I set out to solve the following question using the pigeonhole principle
Regardless of how one arranges numbers $1$ to $10$ in a circle, there will always exist a pair of three adjacent numbers in the circle that sum up to $17$ or more.
My outline
[1] There are $10$ triplets consisting of adjacent numbers in the circle, and since each number appears thrice, the total sum of these adjacent triplets for all permutations of the number in the circle, is $3\cdot 55=165$.
[2] If we consider that all the adjacent triplets sum to 16 , and since there are $10$ such triplets, the sum accordingly would be $160$, but we just said the invariant sum is $165$ hence there would have to be a triplet with sum of $17$ or more.
My query
Could someone polish this into a mathematical proof and also clarify if I did make use of the pigeonhole principle.
Best Answer
We will show something stronger, namely that there exists 3 adjacent numbers that sum to 18 or more.

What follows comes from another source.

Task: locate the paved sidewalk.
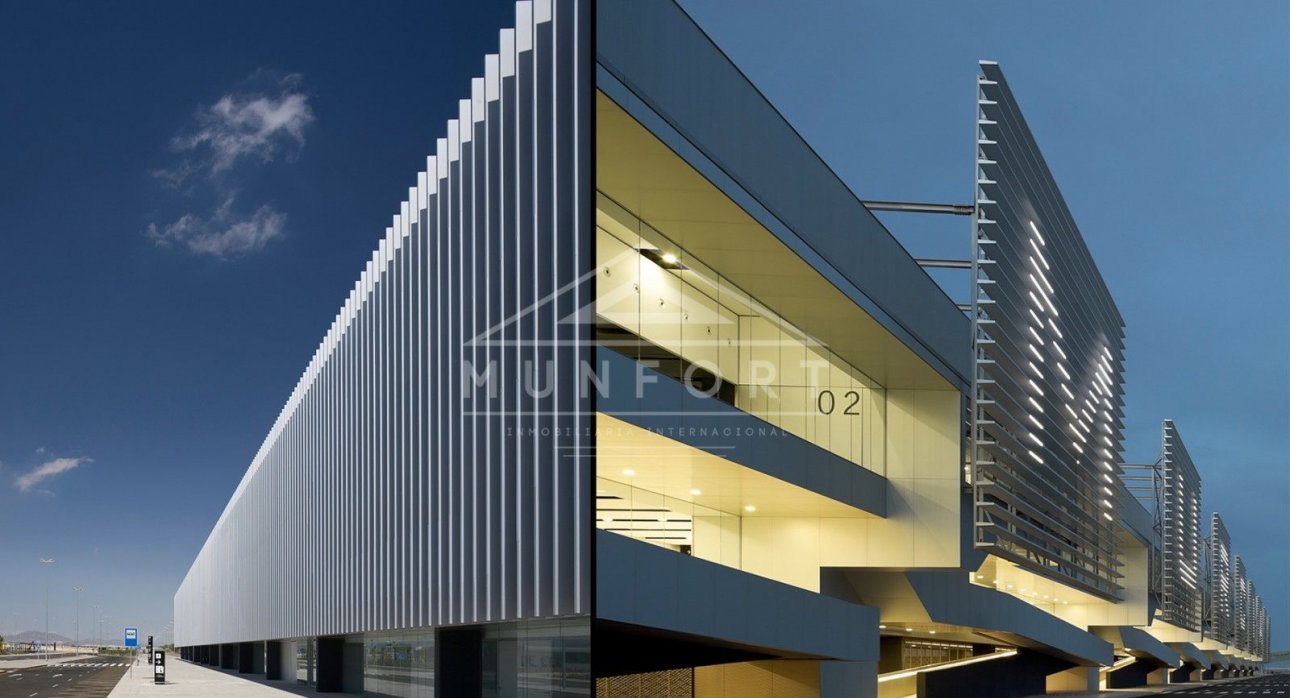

Let the integers be $\{a_i\}_{i=1}^{10}$. WLOG, $a_1 = 1$. Consider
$$a_2 + a_3 + a_4, a_5 + a_6 + a_7, a_8 + a_9 + a_{10}$$
The sum of these 3 numbers is $2+3 +\ldots + 10 = 54$. Hence, by the pigeonhole principle, there exists one number which is at least $\lfloor \frac{54}{3} \rfloor = 18 $.
I leave it to you to show that there is a construction where no 3 adjacent numbers sum to 19 or more, which shows that 18 is the best that we can do.